Few-Shot Prompting erhöht die Zuverlässigkeit bei Klassifizierung, festen Formaten und Stilvorgaben spürbar, ist ohne technische Kenntnisse umsetzbar und lässt kleinere, günstigere Modelle oft ausreichen. Es ist die meistgenutzte Methode in automatisierten Prozessen.

Grenzen bestehen bei kreativen und offenen Aufgaben, wo Beispiele die Vielfalt einschränken, und bei schlecht gewählten Beispielen, die Fehler und Einseitigkeiten übertragen. Der Prompt wird zudem länger, was in Automatisierungen mit hohem Volumen die Kosten erhöht. Und wie bei jeder Methode gilt: Beispiele verbessern das Ergebnis, sie garantieren es nicht. Stichproben bleiben nötig.

Häufige Fragen zu Few-Shot Prompting

Wie viele Beispiele braucht ein Few-Shot Prompt?

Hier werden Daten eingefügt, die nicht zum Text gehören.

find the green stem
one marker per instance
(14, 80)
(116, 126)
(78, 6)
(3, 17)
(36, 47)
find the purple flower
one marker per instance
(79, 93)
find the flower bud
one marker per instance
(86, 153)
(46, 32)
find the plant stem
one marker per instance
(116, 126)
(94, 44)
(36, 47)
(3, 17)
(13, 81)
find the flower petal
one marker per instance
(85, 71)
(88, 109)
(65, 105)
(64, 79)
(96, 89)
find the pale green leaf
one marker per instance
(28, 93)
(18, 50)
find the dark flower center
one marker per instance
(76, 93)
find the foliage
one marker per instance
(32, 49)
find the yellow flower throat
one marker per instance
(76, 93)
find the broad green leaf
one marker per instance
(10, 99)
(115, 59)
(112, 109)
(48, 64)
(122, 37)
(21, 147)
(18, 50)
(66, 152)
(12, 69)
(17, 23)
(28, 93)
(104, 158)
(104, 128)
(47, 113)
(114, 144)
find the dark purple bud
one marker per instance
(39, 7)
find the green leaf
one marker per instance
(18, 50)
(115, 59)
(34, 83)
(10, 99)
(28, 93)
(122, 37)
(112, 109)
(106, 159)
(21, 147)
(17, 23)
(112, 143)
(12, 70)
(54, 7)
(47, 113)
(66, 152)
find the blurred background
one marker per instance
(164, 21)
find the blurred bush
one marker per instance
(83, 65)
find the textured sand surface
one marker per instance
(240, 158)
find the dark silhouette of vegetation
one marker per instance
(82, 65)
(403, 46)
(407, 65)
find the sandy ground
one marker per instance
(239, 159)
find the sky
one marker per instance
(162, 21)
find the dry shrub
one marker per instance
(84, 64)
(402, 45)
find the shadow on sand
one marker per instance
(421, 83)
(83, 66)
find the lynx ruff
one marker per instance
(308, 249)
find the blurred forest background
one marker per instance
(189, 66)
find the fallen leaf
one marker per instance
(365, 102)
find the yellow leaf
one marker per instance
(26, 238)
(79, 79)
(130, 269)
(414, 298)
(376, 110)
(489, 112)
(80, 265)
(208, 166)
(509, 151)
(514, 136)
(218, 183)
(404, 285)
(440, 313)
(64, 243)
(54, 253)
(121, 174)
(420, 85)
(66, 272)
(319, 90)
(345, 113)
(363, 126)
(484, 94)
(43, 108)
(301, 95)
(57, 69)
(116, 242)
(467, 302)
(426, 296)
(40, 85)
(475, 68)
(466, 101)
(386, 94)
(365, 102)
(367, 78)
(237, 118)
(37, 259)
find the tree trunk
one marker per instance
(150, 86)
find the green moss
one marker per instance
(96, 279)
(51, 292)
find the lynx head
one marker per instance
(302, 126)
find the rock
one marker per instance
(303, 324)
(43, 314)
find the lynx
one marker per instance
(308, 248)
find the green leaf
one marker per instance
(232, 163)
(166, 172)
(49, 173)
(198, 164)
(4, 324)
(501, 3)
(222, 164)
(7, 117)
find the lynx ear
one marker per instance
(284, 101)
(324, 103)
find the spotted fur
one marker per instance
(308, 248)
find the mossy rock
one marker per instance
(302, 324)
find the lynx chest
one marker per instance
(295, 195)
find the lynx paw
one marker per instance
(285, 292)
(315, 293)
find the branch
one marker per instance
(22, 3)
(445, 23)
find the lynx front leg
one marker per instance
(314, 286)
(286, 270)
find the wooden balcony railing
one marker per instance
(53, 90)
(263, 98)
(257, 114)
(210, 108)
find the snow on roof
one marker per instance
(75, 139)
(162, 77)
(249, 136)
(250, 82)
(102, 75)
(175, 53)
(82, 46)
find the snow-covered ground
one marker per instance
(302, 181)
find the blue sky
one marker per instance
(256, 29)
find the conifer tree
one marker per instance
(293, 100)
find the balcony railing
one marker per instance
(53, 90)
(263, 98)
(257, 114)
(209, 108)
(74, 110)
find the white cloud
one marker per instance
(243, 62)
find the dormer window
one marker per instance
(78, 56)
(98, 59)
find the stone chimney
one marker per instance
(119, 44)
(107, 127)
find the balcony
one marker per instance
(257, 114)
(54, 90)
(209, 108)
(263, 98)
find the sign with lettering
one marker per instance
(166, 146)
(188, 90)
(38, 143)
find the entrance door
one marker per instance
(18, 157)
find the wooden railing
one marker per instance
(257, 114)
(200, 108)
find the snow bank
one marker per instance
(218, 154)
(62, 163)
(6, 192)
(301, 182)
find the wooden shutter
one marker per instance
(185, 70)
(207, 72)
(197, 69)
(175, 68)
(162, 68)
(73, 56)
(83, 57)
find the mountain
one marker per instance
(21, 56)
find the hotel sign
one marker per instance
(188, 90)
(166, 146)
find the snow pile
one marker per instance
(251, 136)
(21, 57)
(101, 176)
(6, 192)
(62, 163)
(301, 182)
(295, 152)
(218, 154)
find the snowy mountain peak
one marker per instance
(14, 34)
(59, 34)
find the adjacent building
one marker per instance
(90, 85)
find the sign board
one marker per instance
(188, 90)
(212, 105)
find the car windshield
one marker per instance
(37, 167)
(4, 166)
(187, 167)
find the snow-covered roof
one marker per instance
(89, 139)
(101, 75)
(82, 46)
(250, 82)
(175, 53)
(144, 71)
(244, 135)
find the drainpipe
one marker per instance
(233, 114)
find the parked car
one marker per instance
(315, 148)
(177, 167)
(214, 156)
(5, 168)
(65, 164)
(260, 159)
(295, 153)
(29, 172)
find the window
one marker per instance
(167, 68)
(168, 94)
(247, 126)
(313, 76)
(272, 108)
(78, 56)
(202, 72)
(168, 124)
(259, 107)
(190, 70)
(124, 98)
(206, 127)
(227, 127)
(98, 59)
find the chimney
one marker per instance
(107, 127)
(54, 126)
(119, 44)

Meist reichen zwei bis fünf. Ein einzelnes Beispiel wird auch One-Shot genannt und hilft bereits bei Formatvorgaben. Mehr als fünf Beispiele bringen selten zusätzliche Verbesserung und machen den Prompt lang. Wichtiger als die Anzahl ist, dass die Beispiele die Bandbreite der echten Fälle abdecken.
Was ist der Unterschied zwischen Few-Shot Prompting und Training?

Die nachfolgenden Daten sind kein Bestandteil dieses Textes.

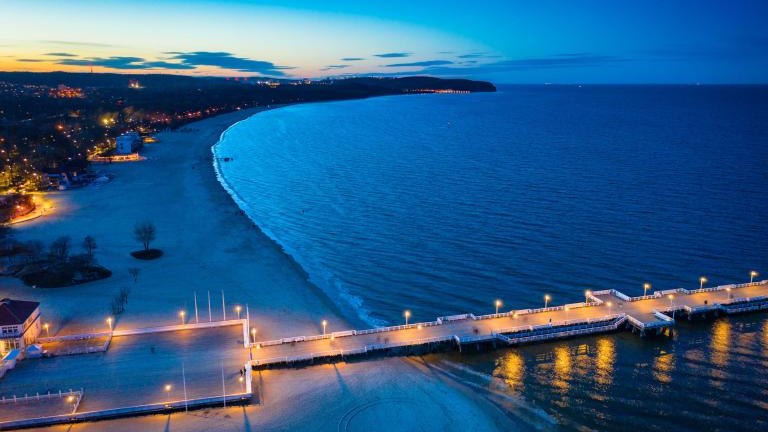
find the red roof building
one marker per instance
(19, 324)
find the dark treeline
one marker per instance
(52, 121)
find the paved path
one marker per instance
(604, 307)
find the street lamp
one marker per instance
(671, 304)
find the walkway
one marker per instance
(605, 311)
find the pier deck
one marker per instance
(605, 311)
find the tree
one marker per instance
(89, 244)
(144, 233)
(59, 249)
(33, 250)
(133, 271)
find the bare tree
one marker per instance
(59, 249)
(133, 271)
(120, 301)
(144, 232)
(33, 250)
(89, 244)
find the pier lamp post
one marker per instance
(672, 304)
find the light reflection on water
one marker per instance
(711, 375)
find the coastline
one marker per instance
(210, 243)
(249, 266)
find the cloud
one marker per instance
(227, 60)
(115, 62)
(422, 63)
(61, 54)
(159, 64)
(77, 43)
(331, 67)
(393, 55)
(478, 55)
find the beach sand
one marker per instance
(210, 245)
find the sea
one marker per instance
(441, 204)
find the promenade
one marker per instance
(601, 311)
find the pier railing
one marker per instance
(593, 301)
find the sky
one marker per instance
(504, 41)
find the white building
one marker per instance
(19, 324)
(127, 143)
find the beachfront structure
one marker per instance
(19, 324)
(127, 143)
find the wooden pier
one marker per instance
(602, 311)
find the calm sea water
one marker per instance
(441, 204)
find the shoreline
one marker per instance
(210, 243)
(155, 190)
(238, 202)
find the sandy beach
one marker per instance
(210, 245)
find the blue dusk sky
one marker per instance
(502, 41)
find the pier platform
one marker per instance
(602, 311)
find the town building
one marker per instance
(19, 324)
(127, 143)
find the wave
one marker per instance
(322, 278)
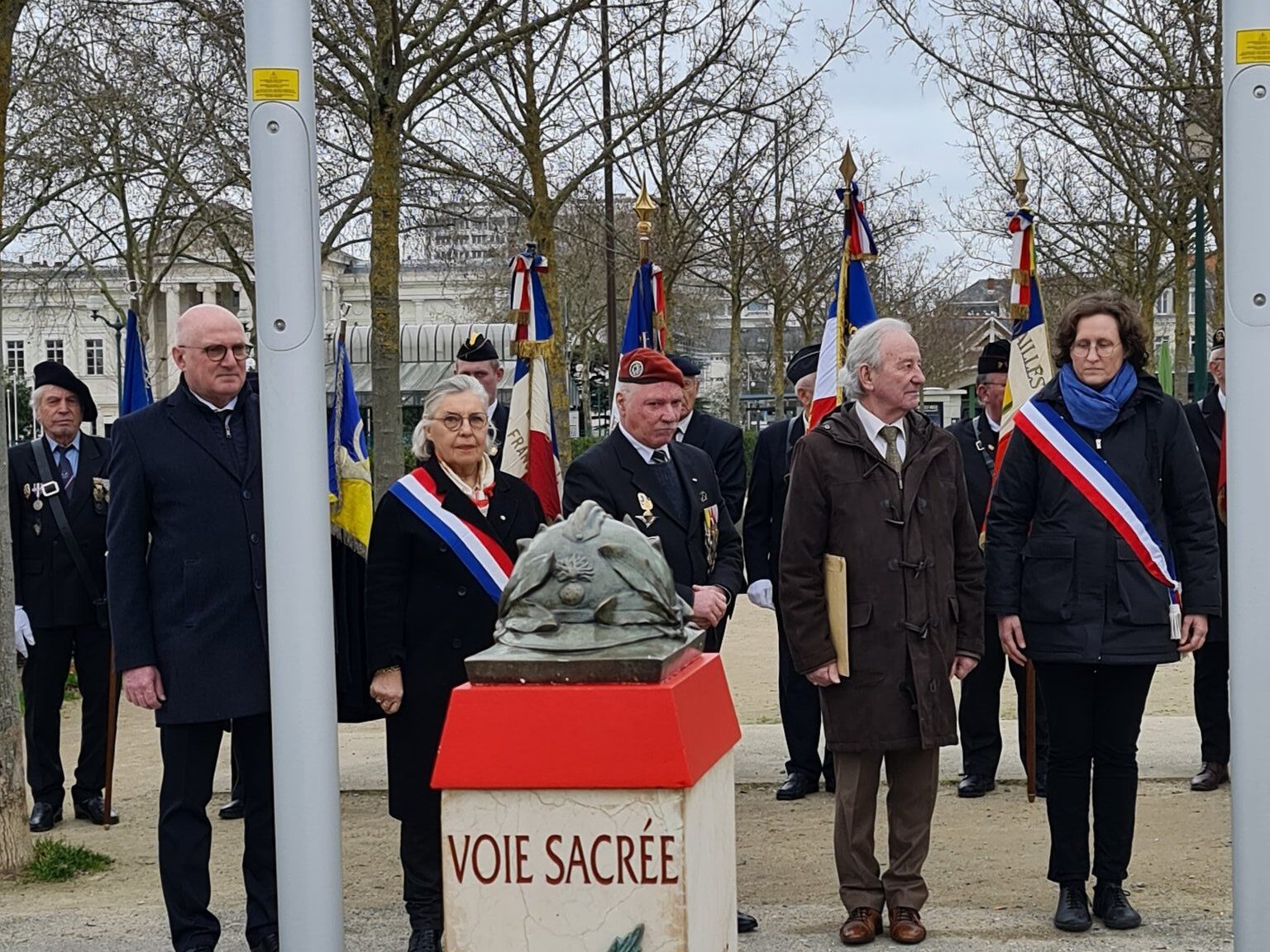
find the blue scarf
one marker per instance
(1096, 409)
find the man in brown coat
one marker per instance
(881, 485)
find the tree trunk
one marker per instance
(385, 301)
(16, 845)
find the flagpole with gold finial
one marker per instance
(848, 172)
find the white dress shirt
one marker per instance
(873, 429)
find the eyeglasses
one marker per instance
(216, 352)
(1104, 348)
(455, 421)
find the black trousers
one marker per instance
(189, 753)
(980, 714)
(43, 683)
(1095, 716)
(1213, 701)
(800, 712)
(421, 864)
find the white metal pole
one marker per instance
(294, 440)
(1246, 183)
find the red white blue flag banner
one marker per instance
(484, 558)
(1104, 489)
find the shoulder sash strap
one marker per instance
(1104, 489)
(484, 558)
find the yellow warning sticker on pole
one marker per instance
(276, 84)
(1251, 46)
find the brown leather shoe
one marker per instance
(862, 927)
(1210, 777)
(905, 927)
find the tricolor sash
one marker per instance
(1095, 480)
(484, 558)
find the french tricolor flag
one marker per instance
(530, 445)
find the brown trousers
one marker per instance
(912, 778)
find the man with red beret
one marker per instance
(670, 490)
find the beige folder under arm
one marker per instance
(836, 604)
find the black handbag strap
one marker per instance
(55, 506)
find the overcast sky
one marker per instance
(881, 102)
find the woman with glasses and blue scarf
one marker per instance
(1103, 563)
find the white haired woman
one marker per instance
(429, 604)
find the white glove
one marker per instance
(761, 594)
(21, 634)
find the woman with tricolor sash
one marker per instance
(442, 545)
(1103, 563)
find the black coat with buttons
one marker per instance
(427, 613)
(186, 566)
(1054, 560)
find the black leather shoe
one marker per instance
(796, 786)
(1073, 908)
(43, 816)
(1210, 778)
(94, 812)
(424, 940)
(976, 785)
(1111, 905)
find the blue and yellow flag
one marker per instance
(348, 464)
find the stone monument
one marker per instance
(587, 765)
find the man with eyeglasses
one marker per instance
(1206, 419)
(980, 711)
(186, 536)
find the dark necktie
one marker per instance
(65, 474)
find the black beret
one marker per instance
(687, 366)
(51, 372)
(995, 357)
(803, 364)
(478, 347)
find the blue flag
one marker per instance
(136, 377)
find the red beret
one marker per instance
(647, 366)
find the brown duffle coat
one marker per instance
(914, 580)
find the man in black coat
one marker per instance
(1206, 419)
(478, 357)
(765, 512)
(59, 599)
(980, 712)
(186, 536)
(670, 490)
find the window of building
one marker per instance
(94, 357)
(16, 357)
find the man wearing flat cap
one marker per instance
(478, 358)
(765, 511)
(1206, 419)
(670, 490)
(980, 712)
(59, 494)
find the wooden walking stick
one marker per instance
(1030, 727)
(112, 712)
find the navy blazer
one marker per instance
(46, 582)
(186, 570)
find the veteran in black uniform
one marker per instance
(761, 531)
(980, 711)
(60, 591)
(478, 358)
(189, 615)
(670, 490)
(1206, 419)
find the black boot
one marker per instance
(1073, 908)
(1111, 905)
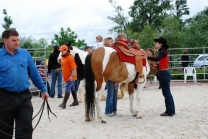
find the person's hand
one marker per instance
(71, 78)
(45, 96)
(58, 70)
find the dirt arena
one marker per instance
(190, 121)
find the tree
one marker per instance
(7, 19)
(181, 8)
(146, 37)
(66, 36)
(120, 20)
(195, 33)
(35, 47)
(170, 29)
(144, 12)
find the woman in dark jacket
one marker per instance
(185, 59)
(165, 76)
(56, 76)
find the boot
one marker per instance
(66, 97)
(74, 94)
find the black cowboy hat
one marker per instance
(163, 41)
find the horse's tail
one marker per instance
(90, 88)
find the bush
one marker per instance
(178, 74)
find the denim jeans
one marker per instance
(48, 88)
(76, 84)
(56, 75)
(69, 86)
(165, 77)
(111, 99)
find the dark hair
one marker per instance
(9, 32)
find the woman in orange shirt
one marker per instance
(68, 67)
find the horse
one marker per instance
(103, 64)
(153, 71)
(79, 56)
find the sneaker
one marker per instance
(110, 115)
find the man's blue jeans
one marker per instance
(165, 77)
(56, 76)
(111, 99)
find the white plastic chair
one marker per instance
(189, 71)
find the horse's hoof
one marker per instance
(103, 121)
(139, 117)
(87, 120)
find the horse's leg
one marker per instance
(87, 118)
(81, 93)
(98, 96)
(131, 97)
(138, 98)
(121, 91)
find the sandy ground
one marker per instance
(190, 121)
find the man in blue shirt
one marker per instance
(15, 98)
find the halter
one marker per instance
(41, 110)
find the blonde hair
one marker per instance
(105, 42)
(121, 36)
(99, 38)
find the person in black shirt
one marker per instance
(185, 59)
(52, 66)
(164, 74)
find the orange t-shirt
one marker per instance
(67, 65)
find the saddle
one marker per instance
(138, 53)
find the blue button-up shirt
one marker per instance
(14, 71)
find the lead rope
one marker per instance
(41, 110)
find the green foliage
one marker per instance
(181, 8)
(35, 47)
(145, 12)
(120, 20)
(146, 37)
(7, 19)
(195, 34)
(66, 36)
(170, 29)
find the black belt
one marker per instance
(14, 93)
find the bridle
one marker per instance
(39, 112)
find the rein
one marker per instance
(39, 112)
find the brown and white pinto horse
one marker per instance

Beim Training werden die Gewichte des Modells dauerhaft verändert. Beim Few-Shot Prompting bleibt das Modell unverändert, die Beispiele stehen nur im Prompt und wirken für diese eine Anfrage. Few-Shot ist damit ohne technischen Aufwand sofort einsetzbar und jederzeit anpassbar.

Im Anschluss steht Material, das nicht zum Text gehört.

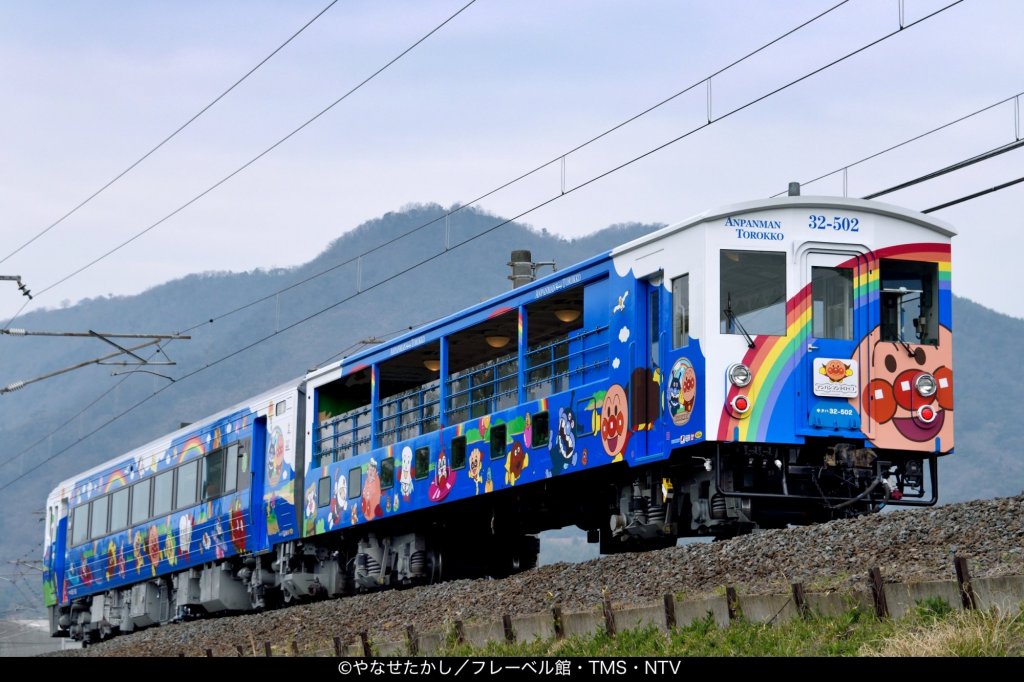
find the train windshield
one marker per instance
(909, 309)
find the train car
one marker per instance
(167, 530)
(785, 360)
(777, 361)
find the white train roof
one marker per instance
(864, 206)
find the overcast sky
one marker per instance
(89, 87)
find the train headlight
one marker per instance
(740, 405)
(926, 385)
(739, 375)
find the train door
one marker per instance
(828, 369)
(653, 326)
(257, 463)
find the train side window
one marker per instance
(162, 493)
(421, 465)
(187, 484)
(213, 475)
(98, 517)
(243, 475)
(753, 292)
(140, 501)
(230, 467)
(387, 473)
(540, 430)
(354, 482)
(832, 310)
(119, 510)
(459, 453)
(80, 524)
(498, 441)
(681, 311)
(324, 492)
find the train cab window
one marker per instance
(80, 524)
(499, 436)
(140, 501)
(119, 510)
(163, 489)
(387, 473)
(98, 517)
(459, 453)
(681, 311)
(324, 492)
(354, 482)
(832, 313)
(909, 301)
(421, 465)
(753, 293)
(187, 484)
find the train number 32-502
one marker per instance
(839, 223)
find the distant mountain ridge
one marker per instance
(986, 350)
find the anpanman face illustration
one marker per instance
(837, 370)
(893, 401)
(614, 421)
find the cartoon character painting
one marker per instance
(184, 535)
(515, 463)
(275, 457)
(682, 391)
(372, 493)
(476, 468)
(310, 515)
(562, 442)
(836, 370)
(339, 502)
(138, 551)
(443, 479)
(406, 474)
(614, 423)
(893, 410)
(153, 548)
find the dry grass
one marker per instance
(960, 634)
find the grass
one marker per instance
(933, 629)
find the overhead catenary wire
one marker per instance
(169, 137)
(557, 196)
(1015, 98)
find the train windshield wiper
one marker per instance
(733, 320)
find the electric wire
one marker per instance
(171, 136)
(262, 154)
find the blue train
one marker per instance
(777, 361)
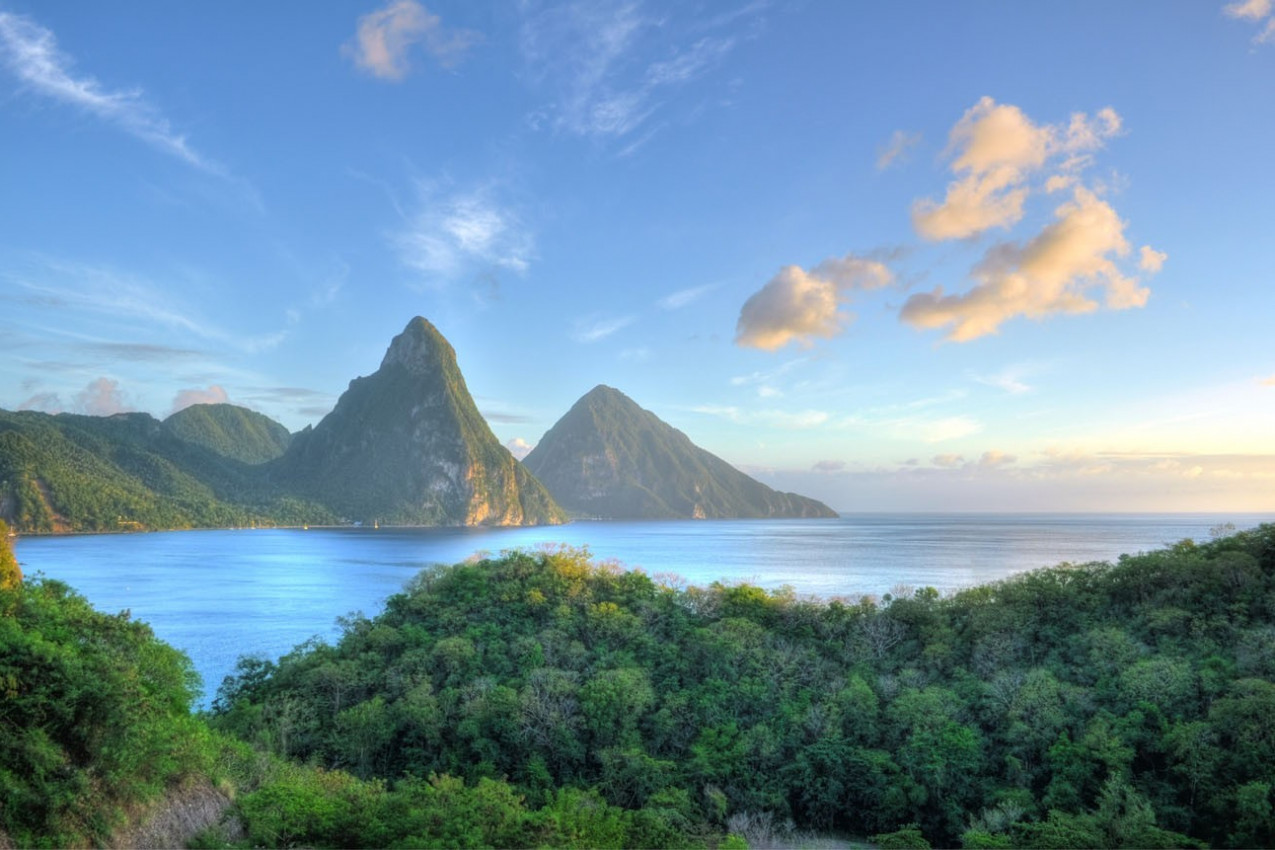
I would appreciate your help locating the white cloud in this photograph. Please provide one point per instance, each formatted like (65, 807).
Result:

Können Beispiele auch schaden?
Ja. Schlechte oder einseitige Beispiele führen zu schlechten oder einseitigen Ergebnissen. Wenn alle Beispiele positive Fälle zeigen, wird das Modell auch negative Fälle als positiv einordnen. Und bei kreativen Aufgaben können Beispiele die Vielfalt der Antworten einschränken.
Funktioniert Few-Shot Prompting mit allen Claude-Modellen?
Ja, und der Effekt ist bei kleineren Modellen wie Haiku am größten. Sie profitieren besonders von Beispielen, weil sie weniger aus der reinen Beschreibung ableiten. Bei Opus und Sonnet helfen Beispiele vor allem bei festen Formaten und ungewöhnlichen Stilvorgaben.